Let me start by completing the sentence in the headline. When China bites, sales decline, profits sag, and the future of a foreign enterprise in the country becomes fuzzy, its investment runs into significant jeopardy, and all the assumptions about the nation's potentials go haywire.
Honda, Nissan, and Toyota are finding out how unpredictable China can quickly become, and the experience of these three Japanese auto manufacturers should have cautionary lessons for other foreign companies operating in the country. In recent weeks, some Chinese people have held protests against Japan and have taken out their anger against Japanese companies and business interests. Some of these protests have been violent and resulted in the destruction of buildings, cars, and other goods manufactured by Japanese enterprises. They've not even spared Japanese businesses that have local joint venture owners.
The implications of those protests and the ensuing boycott of Japanese-branded products — even by Chinese people who don't agree with the protesters — can be devastating. Today, Honda Motor Co., for example, slashed its fiscal 2012 earnings and sales forecast by 20 percent, citing a slump in demand in China, according to a Wall Street Journal report. Both Nissan and Toyota have also hinted sales in China would decline due to the escalation of problems in China and the growing calls for boycott of Japanese goods in the country.
The protesters had no issues with Honda itself; they were irritated with Japan's actions during the second world war and its government's current policies. In fact, many of the vehicles destroyed were seized from Chinese nationals. There was nothing Honda could have done to protect itself, but it is still paying a price for actions it couldn't control. The WSJ report noted above added:
- In an early indication of the toll the bilateral standoff is taking on the car maker's bottom line, Honda cut its profit forecast from its joint ventures — almost all of which comes from operations in China — to ¥80 billion, below a previous ¥120 billion estimate and down from ¥100 billion last fiscal year.
Earlier this month, Honda said sales in China plummeted 41% in September from a year earlier. Nissan saw its sales tumble 35% and Toyota reported a 49% drop. The fall in sales for Japan's big three auto makers came after the outbreak of sometimes violent anti-Japanese protests in China last month sparked by Japan's renewed claim to some contested East China Sea islets.

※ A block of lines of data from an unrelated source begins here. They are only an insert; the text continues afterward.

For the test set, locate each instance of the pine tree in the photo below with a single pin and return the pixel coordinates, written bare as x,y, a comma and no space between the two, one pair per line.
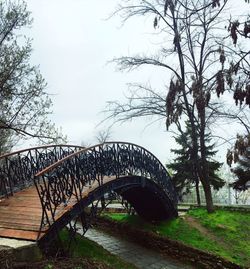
242,171
185,174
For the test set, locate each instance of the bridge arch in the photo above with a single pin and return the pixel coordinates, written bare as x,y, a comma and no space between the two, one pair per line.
71,184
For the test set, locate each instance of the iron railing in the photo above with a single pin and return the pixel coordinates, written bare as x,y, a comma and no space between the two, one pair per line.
17,169
69,177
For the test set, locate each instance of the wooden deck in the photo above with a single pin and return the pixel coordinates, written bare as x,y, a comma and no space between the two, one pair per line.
20,215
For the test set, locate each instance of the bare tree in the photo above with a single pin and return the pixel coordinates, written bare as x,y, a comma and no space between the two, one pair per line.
24,102
103,136
193,36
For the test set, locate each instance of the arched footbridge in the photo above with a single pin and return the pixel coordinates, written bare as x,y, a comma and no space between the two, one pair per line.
45,188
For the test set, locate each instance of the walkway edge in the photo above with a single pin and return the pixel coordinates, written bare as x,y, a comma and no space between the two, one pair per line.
165,246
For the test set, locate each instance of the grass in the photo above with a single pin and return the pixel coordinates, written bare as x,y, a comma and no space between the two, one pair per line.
230,232
232,228
83,247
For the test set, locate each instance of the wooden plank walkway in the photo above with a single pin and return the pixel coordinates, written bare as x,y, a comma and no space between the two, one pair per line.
20,214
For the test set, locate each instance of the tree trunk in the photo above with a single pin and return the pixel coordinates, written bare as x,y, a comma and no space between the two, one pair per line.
198,198
208,196
204,169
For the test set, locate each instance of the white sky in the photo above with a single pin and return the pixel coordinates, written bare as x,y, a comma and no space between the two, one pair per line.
72,43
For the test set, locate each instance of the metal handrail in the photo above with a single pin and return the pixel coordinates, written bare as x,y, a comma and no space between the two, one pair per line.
69,176
17,169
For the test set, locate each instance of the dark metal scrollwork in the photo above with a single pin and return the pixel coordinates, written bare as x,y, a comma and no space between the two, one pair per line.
17,169
68,179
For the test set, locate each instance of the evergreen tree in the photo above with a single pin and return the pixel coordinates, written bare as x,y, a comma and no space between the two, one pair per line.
185,174
241,156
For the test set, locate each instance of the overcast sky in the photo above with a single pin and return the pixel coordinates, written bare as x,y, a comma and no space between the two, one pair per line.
72,43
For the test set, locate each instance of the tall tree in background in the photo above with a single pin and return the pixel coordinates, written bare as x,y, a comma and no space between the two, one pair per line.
198,64
240,154
24,102
185,174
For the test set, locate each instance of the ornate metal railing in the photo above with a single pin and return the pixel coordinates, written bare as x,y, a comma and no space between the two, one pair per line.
17,169
68,178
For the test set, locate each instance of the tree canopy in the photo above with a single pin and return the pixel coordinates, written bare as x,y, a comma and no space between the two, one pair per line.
196,53
24,103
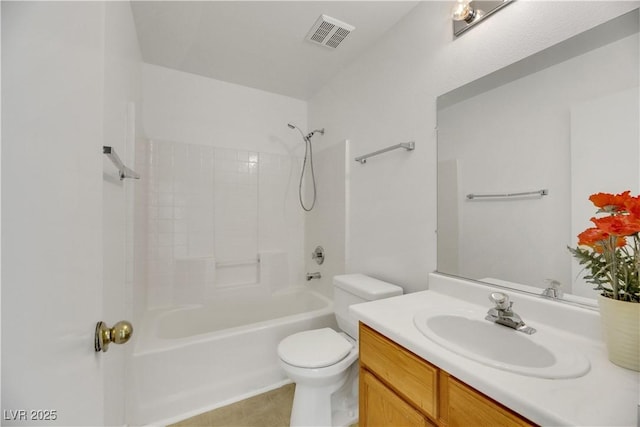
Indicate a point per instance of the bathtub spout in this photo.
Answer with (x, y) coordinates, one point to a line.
(315, 275)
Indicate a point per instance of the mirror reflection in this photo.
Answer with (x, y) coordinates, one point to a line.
(564, 120)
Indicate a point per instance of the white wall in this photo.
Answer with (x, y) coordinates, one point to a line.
(69, 70)
(121, 105)
(388, 95)
(192, 109)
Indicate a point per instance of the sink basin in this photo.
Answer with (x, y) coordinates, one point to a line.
(468, 334)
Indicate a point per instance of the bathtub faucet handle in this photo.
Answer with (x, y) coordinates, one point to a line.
(315, 275)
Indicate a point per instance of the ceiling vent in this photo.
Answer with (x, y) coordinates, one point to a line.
(329, 32)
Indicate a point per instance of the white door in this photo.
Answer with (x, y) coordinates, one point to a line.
(53, 240)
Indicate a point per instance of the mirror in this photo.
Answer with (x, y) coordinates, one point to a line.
(565, 121)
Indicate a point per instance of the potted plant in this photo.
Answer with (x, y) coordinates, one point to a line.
(610, 252)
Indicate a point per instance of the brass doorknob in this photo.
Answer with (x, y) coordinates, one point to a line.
(119, 334)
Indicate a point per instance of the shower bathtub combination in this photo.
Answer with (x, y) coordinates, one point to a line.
(192, 359)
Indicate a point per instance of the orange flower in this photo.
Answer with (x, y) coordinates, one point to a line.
(617, 225)
(632, 205)
(596, 239)
(610, 202)
(591, 236)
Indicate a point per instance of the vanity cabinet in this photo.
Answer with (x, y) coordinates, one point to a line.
(398, 388)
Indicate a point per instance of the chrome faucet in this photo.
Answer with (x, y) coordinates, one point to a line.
(315, 275)
(503, 315)
(554, 290)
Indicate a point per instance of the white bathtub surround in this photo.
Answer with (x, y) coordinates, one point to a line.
(195, 358)
(606, 395)
(210, 213)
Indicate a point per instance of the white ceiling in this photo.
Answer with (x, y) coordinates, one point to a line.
(260, 44)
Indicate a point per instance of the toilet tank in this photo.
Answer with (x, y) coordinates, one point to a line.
(349, 289)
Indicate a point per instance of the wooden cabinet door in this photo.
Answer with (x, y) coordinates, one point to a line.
(381, 407)
(468, 407)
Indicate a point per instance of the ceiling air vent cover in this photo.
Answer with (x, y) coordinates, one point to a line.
(329, 32)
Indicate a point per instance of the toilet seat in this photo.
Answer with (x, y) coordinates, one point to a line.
(317, 348)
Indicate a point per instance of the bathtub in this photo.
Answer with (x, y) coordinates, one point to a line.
(192, 359)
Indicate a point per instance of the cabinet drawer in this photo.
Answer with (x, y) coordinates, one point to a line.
(382, 407)
(407, 374)
(468, 407)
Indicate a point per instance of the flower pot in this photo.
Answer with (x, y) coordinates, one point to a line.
(621, 329)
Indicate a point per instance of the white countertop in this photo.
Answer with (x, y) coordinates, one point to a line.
(607, 395)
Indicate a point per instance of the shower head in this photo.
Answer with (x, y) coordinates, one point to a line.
(309, 135)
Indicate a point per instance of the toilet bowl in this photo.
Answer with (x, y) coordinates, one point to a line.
(323, 362)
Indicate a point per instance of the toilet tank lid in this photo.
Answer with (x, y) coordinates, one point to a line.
(366, 287)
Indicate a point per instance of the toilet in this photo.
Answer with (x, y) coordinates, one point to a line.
(323, 362)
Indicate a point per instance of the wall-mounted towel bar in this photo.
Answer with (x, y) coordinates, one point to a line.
(406, 145)
(540, 193)
(123, 171)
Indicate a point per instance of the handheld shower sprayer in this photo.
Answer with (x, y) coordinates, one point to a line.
(308, 153)
(309, 135)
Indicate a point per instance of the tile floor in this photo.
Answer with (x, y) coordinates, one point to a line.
(270, 409)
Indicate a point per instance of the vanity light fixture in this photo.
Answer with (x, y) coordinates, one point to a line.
(467, 13)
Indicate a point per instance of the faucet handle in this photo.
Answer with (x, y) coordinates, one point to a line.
(501, 300)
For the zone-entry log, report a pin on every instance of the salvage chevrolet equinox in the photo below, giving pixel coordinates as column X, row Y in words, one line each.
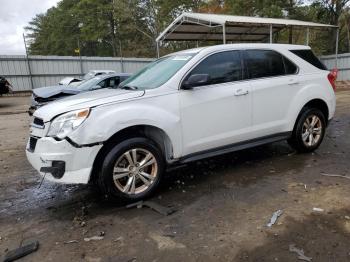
column 183, row 107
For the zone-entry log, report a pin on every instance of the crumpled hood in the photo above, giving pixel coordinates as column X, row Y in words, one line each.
column 85, row 100
column 50, row 91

OK, let me get this right. The Chinese are willing to boycott Japanese goods, even if they were produced in China by Chinese nationals whose livelihood depends on it, or even when the plant is part-owned by local investors? That shouldn't be news to many business executives who have always been concerned about the potential for dangers from Chinese nationalism. But the attraction of China continues to outweigh its hurdles.
The history of Western engagement with China tells it all. First, Western companies moved manufacturing to China to gain a competitive edge by taking advantage of its lower-cost labor option. Then they began eyeing the potentially huge — though still emerging — Chinese middle-class as holding the possibility for future sales growth. As with everything China-related, though, the reality is often much more complicated than most Western CEOs and investors can ever imagine.
If that's the case — and it certainly is based on the experience of Honda — then Western companies and especially electronics manufacturers need to be aware of the anomalies inherent in the Chinese experience. I am not asking anyone to abandon China, but it still makes sense to have contingency plans in place for when China bites.